The speaker told the audience she has lived in the area for decades and that her upbringing as an immigrant shaped her public-health and equity priorities. "I love College Park," Pena Melnick said, and said that her office secured what she described as "an extra $91,000,000" for Prince George’s County during the session.
Why it matters: Delegation members said the speaker’s leadership made it easier to bring state resources to projects that affect the city — from Route 1 reconstruction and the Discovery District to planned Purple Line promotion — and to advance bills they said respond to resident needs.
Session highlights cited at the forum included a package aimed at immediate, medium- and long-term relief for electricity ratepayers (the speaker estimated about a $150 annual savings for many households), language to prevent ratepayers from bearing certain bonus payments for top wage earners, and a requirement that large data centers pay for their own electricity use. Delegates also described a recently enacted pedestrian-safety bill (referred to at the event as House Bill 1504) that prioritizes sidewalks and bike-path reconstruction in Vision Zero areas, and contingency zoning protections for the Beltsville Agricultural Research Center and Patuxent Research Refuge if federal surplus sales occur.

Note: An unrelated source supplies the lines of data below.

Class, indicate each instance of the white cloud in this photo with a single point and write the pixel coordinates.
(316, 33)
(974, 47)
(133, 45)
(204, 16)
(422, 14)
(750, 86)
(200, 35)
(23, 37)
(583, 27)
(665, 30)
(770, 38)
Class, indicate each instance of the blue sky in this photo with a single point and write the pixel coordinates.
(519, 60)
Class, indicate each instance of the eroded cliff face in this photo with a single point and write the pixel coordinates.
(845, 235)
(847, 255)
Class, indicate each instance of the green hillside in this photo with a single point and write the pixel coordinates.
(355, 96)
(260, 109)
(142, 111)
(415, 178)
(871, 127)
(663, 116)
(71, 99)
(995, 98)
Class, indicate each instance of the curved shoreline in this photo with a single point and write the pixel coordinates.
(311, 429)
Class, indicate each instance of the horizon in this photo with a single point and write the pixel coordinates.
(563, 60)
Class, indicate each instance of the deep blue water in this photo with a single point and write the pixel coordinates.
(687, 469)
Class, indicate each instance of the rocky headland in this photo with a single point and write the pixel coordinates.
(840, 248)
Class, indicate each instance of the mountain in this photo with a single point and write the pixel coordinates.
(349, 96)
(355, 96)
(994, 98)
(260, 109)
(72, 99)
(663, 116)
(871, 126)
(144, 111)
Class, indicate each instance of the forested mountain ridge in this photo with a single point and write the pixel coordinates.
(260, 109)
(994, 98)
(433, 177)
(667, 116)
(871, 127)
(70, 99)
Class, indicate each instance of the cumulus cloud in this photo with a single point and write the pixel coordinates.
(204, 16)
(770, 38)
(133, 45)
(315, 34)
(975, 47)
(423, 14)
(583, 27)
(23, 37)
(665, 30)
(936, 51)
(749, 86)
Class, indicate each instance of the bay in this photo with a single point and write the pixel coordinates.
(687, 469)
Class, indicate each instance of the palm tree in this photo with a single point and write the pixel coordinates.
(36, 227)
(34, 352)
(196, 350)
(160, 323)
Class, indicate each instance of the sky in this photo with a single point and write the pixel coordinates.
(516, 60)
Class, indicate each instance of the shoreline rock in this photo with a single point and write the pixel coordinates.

Delegate Mary Lehman, who described helping to assemble votes for the speaker’s election, said the new government-labor-and-elections committee (Glee) created this year will handle procurement, elections and related issues, and credited recent bills that expand collective-bargaining rights for graduate assistants and non-tenure-track faculty at the University of Maryland.
Residents pressed the delegation on local concerns. Alexandra, a College Park resident who works at the University of Maryland, thanked the delegation for the collective-bargaining bill but said some grant-funded researchers were excluded and urged further changes. She also asked the delegation to consider requiring more transparency in Prince George’s County’s superintendent appointment process, which she described as having "0 oversight, 0 transparency." Senator Jim (introduced at the meeting by the host) and others said they were open to discussing transparency improvements but explained the appointment model arose as a response to prior governance problems and that any change requires careful review.
Other public comments focused on schools and vulnerable residents. Ruth Murphy urged more funding for counselors and wraparound services; delegates pointed to the 'Blueprint for Maryland’s Future' and to grant programs intended to expand counseling and early-education supports. Delegates also described a bill passed this session to protect homeowners facing medical hardship from losing title in tax-sale situations by creating an ombudsman-driven process and the ability to designate an agent to act on a homeowner’s behalf.
Local infrastructure and economic development items were raised as well. Delegation members confirmed state planning funds for phases 2 and 3 of Route 1 improvements are in this year's transportation budget and said State Highway Administration will hold a public meeting in the coming months. They also noted a $500,000 state allocation for local Purple Line promotion in the three months before and after launch and described continued state support for graduate-student housing and quantum-related investments tied to University of Maryland research.
The forum ended with a standing recognition of the speaker and a group photo; no formal votes were taken at the event.